Comments from the COO
“To remain competitive and position our business for the future, we are continuing to transform areas of our firm,” said Tim Grady, PwC’s U.S. chief operating officer, in a statement to The Wall Street Journal.
“We are aligning our workforce to better support our strategy, including attracting and moving the right talent and skill sets to the areas where we need them most.”
Changes in the UK Office
The firm’s UK branch is also seeing changes.
New policies will track employees’ locations to ensure they spend at least three days a week at their desks or at client sites, starting from January.
UK Office Attendance Policy
The decision to track office attendance more rigorously aims to clarify the existing hybrid working policy, which was previously open to interpretation.
Laura Hinton, the managing partner, informed the 26,000 UK staff members that their location data would be monitored monthly.

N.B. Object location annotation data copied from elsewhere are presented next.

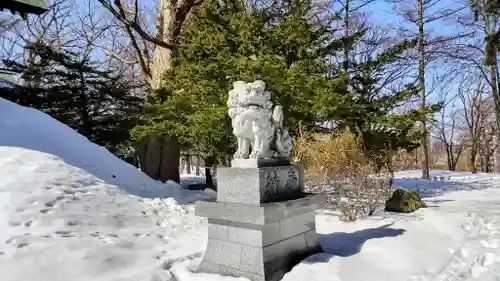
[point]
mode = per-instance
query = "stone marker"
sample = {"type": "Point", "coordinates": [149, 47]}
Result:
{"type": "Point", "coordinates": [262, 223]}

Rethinking Employee Benefits in the UK
In addition to the tracking of employee locations, PwC’s UK staff have been advised to expect lower bonuses and restricted use of previous perks such as half-day Fridays.
This policy adjustment was made in July.
Building Relationships and Client Engagement
Laura Hinton highlighted the importance of face-to-face interaction in building stronger relationships and providing a superior client experience.
In her memo to the staff, she noted, “Relationships are more easily built and sustained face-to-face,” stressing the rationale behind the tightened office attendance policy.